In this project, we investigate how people trade off the cost and benefit of information when making decisions. Here, both the cost and benefit of information are linked with time: More time is associated with better information quality that helps performance. However, more time is also associated with bigger cost, as the amount of monetary reward subjects would receive decreases over time.

We call this type of choices – ‘Decisions about when’. Below we describe a task developed (jointly with Alireza Soltani) to answer this question.

Imagine there is a box with many red and green balls inside. On each trial, we sample from the box and “sequentially” present the outcomes on the screen. The white circle in the periphery represents the amount of available time and would start to decrease upon the presentation of the red and green dots (see figure 1).

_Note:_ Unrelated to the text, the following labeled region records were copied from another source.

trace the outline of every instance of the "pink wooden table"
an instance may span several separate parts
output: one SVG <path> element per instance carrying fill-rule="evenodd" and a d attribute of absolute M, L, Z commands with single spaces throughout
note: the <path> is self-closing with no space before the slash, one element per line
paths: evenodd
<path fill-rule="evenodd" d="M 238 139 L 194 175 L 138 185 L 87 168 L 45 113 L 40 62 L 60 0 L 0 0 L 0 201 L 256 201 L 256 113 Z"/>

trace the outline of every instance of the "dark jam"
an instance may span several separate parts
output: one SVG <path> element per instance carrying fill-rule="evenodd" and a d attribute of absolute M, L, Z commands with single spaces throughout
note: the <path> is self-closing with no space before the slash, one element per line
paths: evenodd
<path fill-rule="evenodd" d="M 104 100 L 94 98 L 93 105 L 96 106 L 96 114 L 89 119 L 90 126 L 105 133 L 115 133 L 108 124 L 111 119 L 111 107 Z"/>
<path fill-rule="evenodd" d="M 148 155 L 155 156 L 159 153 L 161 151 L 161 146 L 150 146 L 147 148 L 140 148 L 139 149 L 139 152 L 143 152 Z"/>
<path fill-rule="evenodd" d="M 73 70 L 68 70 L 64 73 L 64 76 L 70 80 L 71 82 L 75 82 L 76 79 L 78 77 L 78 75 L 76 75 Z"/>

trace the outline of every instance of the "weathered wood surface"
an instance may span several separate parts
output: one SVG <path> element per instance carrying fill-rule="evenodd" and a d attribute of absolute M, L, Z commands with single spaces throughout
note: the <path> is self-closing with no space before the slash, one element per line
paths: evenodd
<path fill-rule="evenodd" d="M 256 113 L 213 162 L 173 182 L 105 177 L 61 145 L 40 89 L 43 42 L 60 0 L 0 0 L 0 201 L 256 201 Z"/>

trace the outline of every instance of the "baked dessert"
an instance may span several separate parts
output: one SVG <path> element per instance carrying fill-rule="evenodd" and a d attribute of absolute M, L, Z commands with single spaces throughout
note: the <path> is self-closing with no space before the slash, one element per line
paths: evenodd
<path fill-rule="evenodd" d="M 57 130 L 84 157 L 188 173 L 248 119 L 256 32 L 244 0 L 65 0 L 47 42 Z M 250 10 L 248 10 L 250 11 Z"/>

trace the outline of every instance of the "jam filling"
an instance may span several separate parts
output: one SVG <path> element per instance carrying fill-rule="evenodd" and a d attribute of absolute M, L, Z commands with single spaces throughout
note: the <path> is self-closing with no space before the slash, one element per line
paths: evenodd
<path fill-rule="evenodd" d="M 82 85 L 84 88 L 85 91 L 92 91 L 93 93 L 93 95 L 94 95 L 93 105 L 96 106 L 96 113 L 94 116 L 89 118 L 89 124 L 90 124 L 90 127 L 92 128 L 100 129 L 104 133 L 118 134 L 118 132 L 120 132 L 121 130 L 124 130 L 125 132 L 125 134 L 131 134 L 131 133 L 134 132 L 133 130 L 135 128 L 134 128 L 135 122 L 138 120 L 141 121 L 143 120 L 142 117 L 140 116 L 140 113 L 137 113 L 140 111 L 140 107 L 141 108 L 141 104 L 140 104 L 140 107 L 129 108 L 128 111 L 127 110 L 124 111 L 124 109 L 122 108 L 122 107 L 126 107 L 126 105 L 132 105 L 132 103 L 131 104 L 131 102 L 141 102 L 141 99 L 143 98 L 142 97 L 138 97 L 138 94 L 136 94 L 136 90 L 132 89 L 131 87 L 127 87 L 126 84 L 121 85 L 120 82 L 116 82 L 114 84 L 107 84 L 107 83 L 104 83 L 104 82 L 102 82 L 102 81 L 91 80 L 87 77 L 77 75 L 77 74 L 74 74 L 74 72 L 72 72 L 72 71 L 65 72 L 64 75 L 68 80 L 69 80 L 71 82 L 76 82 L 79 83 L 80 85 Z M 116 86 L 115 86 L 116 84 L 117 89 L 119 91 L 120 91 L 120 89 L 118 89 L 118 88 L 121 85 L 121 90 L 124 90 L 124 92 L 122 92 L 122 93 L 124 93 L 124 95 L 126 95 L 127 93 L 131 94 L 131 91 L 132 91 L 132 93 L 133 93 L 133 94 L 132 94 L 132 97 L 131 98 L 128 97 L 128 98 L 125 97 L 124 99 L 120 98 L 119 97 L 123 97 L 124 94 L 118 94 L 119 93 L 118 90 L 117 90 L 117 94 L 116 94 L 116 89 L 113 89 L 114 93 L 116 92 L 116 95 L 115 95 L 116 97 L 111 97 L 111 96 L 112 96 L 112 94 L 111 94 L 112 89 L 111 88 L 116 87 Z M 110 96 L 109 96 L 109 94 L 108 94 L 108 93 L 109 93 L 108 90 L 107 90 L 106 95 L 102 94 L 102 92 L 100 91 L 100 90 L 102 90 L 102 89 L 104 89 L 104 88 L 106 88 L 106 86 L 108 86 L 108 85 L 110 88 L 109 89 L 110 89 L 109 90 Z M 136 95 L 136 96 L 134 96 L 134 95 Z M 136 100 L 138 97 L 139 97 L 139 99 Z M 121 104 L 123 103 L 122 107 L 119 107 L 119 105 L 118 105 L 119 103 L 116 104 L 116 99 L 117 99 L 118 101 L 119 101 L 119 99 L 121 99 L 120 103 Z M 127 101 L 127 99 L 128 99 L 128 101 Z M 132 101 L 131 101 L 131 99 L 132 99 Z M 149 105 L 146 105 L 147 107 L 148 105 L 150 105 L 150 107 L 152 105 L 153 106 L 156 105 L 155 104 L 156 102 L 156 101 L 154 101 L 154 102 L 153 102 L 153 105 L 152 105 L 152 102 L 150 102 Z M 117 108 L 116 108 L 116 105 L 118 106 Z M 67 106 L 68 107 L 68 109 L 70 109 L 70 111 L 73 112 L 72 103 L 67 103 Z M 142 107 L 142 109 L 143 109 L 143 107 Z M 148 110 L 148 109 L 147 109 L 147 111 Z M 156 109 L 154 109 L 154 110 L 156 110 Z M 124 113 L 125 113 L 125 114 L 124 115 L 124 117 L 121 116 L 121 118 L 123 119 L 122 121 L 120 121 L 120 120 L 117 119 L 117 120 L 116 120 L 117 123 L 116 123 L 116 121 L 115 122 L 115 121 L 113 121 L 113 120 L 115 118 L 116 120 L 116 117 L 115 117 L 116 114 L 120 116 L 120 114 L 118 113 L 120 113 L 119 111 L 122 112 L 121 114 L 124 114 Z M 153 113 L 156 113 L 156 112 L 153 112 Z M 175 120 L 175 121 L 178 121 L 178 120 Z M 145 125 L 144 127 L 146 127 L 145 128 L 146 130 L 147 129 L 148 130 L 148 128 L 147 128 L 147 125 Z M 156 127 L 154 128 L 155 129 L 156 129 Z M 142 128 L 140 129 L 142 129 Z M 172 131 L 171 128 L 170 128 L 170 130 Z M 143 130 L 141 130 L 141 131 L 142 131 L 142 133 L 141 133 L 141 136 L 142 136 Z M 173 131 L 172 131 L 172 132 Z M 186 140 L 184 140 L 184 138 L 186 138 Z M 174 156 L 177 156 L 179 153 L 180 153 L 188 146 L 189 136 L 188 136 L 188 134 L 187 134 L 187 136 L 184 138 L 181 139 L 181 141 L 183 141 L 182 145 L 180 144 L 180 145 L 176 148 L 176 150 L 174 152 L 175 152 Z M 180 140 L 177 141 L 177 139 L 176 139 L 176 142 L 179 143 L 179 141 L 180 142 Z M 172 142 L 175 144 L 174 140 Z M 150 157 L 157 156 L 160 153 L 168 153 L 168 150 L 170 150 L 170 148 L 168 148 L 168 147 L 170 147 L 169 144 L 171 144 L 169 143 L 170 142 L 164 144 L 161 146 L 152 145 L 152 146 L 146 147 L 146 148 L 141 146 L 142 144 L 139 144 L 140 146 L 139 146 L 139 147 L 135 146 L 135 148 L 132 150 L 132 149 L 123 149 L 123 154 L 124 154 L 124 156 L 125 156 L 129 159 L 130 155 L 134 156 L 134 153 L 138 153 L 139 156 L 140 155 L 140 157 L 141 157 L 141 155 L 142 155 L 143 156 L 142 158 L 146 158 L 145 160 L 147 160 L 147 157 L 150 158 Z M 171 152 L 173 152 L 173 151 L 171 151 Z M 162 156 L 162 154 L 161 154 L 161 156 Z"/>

What subjects have to do in this task is to choose which ball – red or green – has more in number in the box. The more information she or he collects, the more accurate the choice. Hence, the more time given to the subjects, the higher the probability of making a correct judgment.


There are two sessions included in this experiment. In the first session (Speed-Accuracy Tradeoff, SAT session), we aim to investigate how subjects’ performance (judgment accuracy) changes as a function of time. In order to do so, we implement five different time limits – 1s, 3s, 5s, 7s, and 9s,

Before the experiment, the subjects are given the following instruction: there were 100 of red and green balls in the box. On each trial, the ratio of red/green balls is either 55:45 or 45:55. The computer would sample (without replacement) 10 balls per second from the box and sequentially present – one ball at a time – on the screen.

Subjects have to indicate his or her decision within the time limit. The subjects would receive 60 points for making a correct judgment and would lose 60 points for making an incorrect judgment.







In the second session (decreasing-reward session), the amount of reward for making a correct decision decreases over time. This manipulation allows us to investigate how subjects trade off the cost of time – manifested as decreasing reward – against the benefit of spending more time to collect more information. Different from Session 1, the peripheral white circle now represents the amount of reward.